Genzano di Roma, Parrocchia Ss. Trinità
11-06-2023

In un piccolo racconto dello scrittore di lingua tedesca Franz Kafka, pubblicato per la prima volta nel 1922 e intitolato Un digiunatore, o letteralmente Un artista della fame, si parla di un uomo, un artista, che divenne famoso per la sua arte di digiunare. Egli stava in una gabbia pubblica, per lunghi periodi, in completo digiuno, cioè senza mangiare assolutamente nulla e neppure sentendo fame dopo quaranta giorni di esibizione davanti al pubblico in quella condizione.

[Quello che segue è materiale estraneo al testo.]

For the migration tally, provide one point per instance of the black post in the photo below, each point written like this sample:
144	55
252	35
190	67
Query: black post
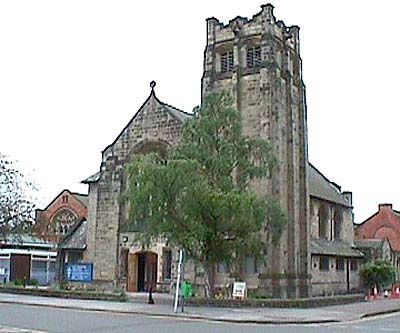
151	300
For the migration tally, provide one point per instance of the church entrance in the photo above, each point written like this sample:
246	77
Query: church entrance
142	271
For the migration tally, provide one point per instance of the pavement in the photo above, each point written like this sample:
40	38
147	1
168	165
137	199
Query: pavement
163	307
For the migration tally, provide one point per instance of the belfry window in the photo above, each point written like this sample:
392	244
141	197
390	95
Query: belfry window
227	62
253	56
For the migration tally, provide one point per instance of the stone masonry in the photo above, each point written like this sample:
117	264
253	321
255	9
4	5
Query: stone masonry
269	93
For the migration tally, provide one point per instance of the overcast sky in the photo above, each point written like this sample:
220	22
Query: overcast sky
73	73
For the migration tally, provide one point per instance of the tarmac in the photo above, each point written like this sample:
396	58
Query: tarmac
163	307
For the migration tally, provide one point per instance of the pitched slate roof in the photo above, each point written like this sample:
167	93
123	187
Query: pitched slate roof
25	240
369	243
334	248
83	198
321	187
180	115
92	179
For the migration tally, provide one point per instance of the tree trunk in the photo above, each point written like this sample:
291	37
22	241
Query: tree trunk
209	276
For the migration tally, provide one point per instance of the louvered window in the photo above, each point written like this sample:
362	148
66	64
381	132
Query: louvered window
227	62
253	56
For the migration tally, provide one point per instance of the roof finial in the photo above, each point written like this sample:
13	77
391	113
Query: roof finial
152	85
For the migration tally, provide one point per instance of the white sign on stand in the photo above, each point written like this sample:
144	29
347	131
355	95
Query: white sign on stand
239	290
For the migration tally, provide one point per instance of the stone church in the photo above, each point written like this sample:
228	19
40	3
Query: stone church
258	61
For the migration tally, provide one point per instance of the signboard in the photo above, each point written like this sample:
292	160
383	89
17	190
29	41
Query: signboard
239	290
79	272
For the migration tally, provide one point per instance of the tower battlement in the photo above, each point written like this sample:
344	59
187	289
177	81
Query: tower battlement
261	23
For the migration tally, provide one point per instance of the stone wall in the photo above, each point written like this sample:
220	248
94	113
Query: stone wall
152	127
271	99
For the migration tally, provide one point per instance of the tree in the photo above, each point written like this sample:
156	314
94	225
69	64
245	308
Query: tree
200	199
378	273
16	204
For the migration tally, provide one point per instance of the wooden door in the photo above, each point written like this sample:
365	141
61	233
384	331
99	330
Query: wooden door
132	272
20	267
151	270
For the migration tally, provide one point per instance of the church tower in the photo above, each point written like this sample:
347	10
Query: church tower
258	61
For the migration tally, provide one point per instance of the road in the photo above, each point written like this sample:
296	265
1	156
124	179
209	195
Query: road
19	318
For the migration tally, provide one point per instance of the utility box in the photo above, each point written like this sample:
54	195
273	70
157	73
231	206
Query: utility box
186	289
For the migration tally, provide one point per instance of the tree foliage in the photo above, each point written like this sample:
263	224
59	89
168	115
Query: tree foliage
200	199
16	203
380	273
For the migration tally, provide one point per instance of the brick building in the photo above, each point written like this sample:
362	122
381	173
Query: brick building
60	216
384	225
258	62
64	222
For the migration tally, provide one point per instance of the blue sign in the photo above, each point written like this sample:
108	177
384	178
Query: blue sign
79	272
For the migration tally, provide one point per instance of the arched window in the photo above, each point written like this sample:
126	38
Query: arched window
63	220
338	223
323	216
253	56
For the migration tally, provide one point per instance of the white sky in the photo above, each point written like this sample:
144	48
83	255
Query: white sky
73	73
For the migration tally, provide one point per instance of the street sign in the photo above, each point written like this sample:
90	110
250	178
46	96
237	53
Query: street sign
239	290
79	272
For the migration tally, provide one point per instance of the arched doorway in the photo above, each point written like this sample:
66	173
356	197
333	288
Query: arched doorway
142	271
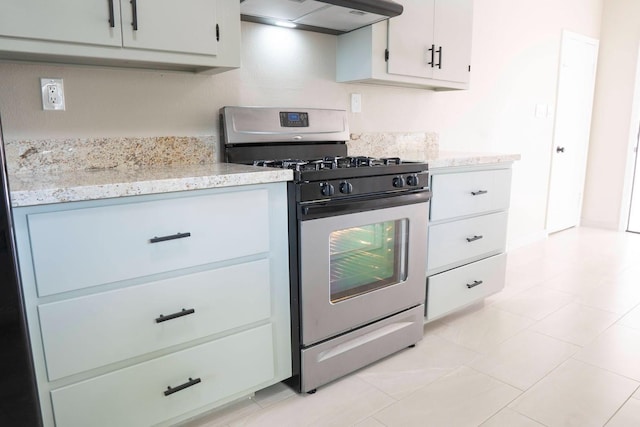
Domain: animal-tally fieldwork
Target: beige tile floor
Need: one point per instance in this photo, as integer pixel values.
(559, 346)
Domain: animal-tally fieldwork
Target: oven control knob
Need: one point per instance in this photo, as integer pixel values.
(327, 189)
(346, 187)
(413, 180)
(398, 182)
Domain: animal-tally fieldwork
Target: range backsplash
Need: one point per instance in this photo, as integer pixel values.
(416, 146)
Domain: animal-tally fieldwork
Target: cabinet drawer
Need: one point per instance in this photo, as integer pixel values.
(113, 326)
(86, 247)
(464, 285)
(135, 396)
(455, 242)
(468, 193)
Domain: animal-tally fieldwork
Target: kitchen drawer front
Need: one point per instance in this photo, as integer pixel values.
(469, 193)
(112, 326)
(454, 242)
(135, 396)
(464, 285)
(86, 247)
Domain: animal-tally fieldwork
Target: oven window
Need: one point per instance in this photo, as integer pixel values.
(366, 258)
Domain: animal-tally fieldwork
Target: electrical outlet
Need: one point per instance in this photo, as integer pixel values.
(52, 94)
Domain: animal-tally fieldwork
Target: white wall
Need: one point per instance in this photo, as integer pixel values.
(515, 62)
(614, 123)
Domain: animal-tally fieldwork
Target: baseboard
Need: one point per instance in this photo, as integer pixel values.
(526, 240)
(607, 225)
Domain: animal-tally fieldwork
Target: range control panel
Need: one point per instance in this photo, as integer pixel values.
(292, 119)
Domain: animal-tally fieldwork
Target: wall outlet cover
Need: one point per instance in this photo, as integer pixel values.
(52, 94)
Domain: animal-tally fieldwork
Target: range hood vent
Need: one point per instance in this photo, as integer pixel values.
(324, 16)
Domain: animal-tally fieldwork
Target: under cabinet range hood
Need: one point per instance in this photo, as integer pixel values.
(324, 16)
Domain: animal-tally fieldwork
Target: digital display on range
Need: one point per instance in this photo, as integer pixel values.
(293, 119)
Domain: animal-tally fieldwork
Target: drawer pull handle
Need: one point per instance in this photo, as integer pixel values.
(191, 382)
(474, 284)
(184, 312)
(172, 237)
(112, 22)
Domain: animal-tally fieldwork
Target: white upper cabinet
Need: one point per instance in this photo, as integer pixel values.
(77, 21)
(154, 25)
(189, 35)
(428, 46)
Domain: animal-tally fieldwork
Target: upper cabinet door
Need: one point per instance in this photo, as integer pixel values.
(77, 21)
(184, 26)
(452, 31)
(411, 39)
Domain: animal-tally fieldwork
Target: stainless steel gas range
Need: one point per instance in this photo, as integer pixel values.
(357, 238)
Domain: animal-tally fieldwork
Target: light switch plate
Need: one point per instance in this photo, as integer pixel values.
(52, 94)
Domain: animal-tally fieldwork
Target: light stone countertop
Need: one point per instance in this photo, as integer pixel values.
(29, 189)
(444, 159)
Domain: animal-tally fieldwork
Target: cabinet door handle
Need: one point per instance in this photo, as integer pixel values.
(183, 312)
(170, 390)
(112, 21)
(134, 12)
(172, 237)
(433, 51)
(474, 284)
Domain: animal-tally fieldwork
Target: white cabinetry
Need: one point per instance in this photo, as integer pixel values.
(466, 257)
(152, 309)
(428, 45)
(192, 35)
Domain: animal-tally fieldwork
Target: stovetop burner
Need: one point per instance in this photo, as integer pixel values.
(329, 162)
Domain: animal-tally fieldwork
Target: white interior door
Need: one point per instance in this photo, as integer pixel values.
(576, 82)
(634, 211)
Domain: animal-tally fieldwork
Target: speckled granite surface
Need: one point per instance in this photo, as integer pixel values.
(58, 171)
(465, 158)
(107, 153)
(59, 187)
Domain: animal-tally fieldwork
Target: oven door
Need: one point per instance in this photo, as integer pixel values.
(360, 262)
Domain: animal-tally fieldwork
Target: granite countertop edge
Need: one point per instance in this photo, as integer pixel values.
(31, 189)
(462, 158)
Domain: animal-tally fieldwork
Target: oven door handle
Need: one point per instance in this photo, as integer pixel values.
(343, 207)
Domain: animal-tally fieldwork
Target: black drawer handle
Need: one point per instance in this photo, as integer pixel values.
(188, 384)
(474, 284)
(112, 22)
(134, 13)
(172, 237)
(184, 312)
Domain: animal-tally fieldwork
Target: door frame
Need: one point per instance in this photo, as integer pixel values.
(576, 36)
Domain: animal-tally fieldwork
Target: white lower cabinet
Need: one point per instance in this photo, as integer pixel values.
(149, 310)
(464, 285)
(467, 235)
(151, 392)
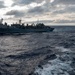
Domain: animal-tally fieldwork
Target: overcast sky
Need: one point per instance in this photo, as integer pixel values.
(46, 11)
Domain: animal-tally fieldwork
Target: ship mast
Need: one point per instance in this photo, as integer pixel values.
(20, 21)
(1, 21)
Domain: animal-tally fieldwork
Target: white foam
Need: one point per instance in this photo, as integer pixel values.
(62, 49)
(55, 67)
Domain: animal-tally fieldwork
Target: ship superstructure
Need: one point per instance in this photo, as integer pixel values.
(21, 28)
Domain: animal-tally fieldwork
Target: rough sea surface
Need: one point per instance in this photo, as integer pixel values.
(38, 53)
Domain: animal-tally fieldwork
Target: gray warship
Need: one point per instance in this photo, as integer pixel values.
(20, 28)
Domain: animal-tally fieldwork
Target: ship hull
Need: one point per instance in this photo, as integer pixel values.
(18, 30)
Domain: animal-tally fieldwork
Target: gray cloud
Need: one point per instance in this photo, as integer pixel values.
(2, 4)
(64, 2)
(25, 2)
(16, 13)
(37, 10)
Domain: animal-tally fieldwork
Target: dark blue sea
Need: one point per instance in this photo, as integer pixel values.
(50, 53)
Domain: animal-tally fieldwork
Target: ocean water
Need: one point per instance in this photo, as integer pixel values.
(54, 52)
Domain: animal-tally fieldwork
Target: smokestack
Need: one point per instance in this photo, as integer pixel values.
(1, 21)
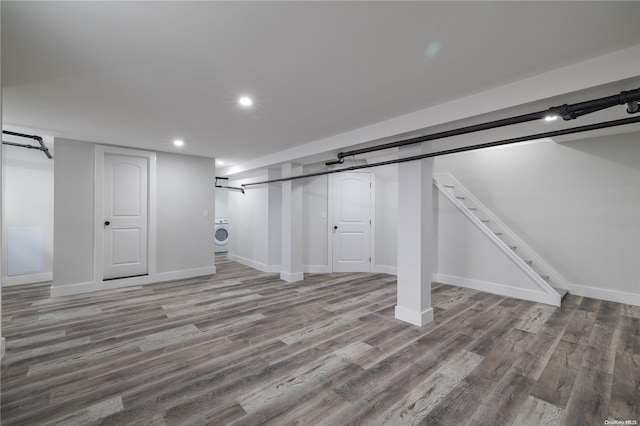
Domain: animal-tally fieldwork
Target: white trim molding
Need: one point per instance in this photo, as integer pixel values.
(274, 269)
(384, 269)
(606, 294)
(414, 317)
(291, 277)
(88, 287)
(316, 269)
(27, 279)
(499, 288)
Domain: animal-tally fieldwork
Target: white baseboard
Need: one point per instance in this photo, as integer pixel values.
(253, 264)
(414, 317)
(384, 269)
(501, 289)
(27, 279)
(605, 294)
(88, 287)
(316, 269)
(292, 277)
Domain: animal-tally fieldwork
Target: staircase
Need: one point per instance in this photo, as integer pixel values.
(547, 278)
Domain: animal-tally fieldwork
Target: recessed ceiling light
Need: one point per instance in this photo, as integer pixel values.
(245, 101)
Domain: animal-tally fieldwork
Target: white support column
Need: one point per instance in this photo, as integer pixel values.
(291, 269)
(416, 238)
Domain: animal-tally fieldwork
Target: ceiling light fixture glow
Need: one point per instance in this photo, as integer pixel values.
(245, 101)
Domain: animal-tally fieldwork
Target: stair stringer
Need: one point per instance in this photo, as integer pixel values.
(490, 265)
(556, 279)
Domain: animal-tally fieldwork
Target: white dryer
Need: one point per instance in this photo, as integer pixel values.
(222, 235)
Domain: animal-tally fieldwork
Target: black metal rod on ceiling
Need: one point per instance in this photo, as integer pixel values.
(567, 112)
(42, 146)
(227, 187)
(553, 133)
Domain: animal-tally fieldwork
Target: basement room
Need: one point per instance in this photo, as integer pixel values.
(320, 213)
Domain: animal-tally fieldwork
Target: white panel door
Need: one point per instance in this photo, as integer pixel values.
(351, 222)
(125, 216)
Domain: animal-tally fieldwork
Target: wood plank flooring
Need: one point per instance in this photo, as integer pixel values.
(244, 348)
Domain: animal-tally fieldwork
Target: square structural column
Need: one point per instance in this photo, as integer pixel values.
(291, 269)
(416, 237)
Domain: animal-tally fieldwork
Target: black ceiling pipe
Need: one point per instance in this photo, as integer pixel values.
(567, 112)
(552, 133)
(42, 146)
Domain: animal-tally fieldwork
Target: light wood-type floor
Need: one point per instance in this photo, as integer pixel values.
(243, 347)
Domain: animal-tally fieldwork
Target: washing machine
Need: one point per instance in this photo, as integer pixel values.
(222, 235)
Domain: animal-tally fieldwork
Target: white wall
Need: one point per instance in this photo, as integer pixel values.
(468, 258)
(576, 204)
(315, 224)
(184, 192)
(249, 223)
(28, 203)
(386, 211)
(255, 225)
(222, 203)
(185, 245)
(73, 212)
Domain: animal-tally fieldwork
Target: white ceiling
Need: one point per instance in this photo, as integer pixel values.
(141, 74)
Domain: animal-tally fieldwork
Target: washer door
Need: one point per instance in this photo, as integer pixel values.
(222, 235)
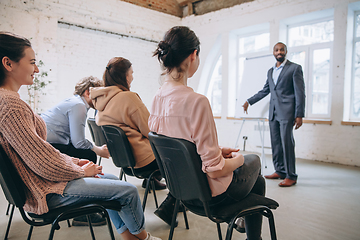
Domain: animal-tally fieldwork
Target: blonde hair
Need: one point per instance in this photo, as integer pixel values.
(85, 83)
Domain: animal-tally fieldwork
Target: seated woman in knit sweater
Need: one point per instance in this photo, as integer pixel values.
(120, 107)
(177, 111)
(54, 179)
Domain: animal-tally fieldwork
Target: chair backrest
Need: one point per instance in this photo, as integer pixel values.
(119, 146)
(96, 132)
(180, 165)
(10, 181)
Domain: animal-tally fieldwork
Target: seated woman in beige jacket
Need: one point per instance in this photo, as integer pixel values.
(120, 107)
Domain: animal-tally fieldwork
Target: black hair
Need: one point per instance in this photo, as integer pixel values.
(13, 47)
(178, 43)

Ben presto, però, il pubblico si annoiò di questa esibizione: il digiuno non era più di moda e l’artista continuò lo spettacolo dei suoi digiuni in una gabbia accanto ad un circo, senza grande successo. La gente era più interessata alle bestie che divoravano il cibo e non a questo digiunatore. Fino a quando, un giorno, i lavoratori del circo lo trovarono nascosto, piccolo, piccolo nella sua gabbia sotto la paglia. Poco prima di morire, l’artista della fame rivelò il vero motivo del suo digiuno al custode del circo e gli disse: «Io devo proprio digiunare, non ne posso fare a meno». Gli chiese il custode: «e perché mai non ne potresti fare a meno?». L’artista gli rispose: «vedi, io non sono mai riuscito a trovare il cibo che mi piacesse. Se l’avessi trovato, credimi, avrei fatto meno storie e mi sarei abbuffato proprio come te e come fanno tutti gli altri». E così il digiunatore morì e fu sostituito ben presto da una pantera, feroce e affamata, che divorava tutto, diventando un grande successo di pubblico.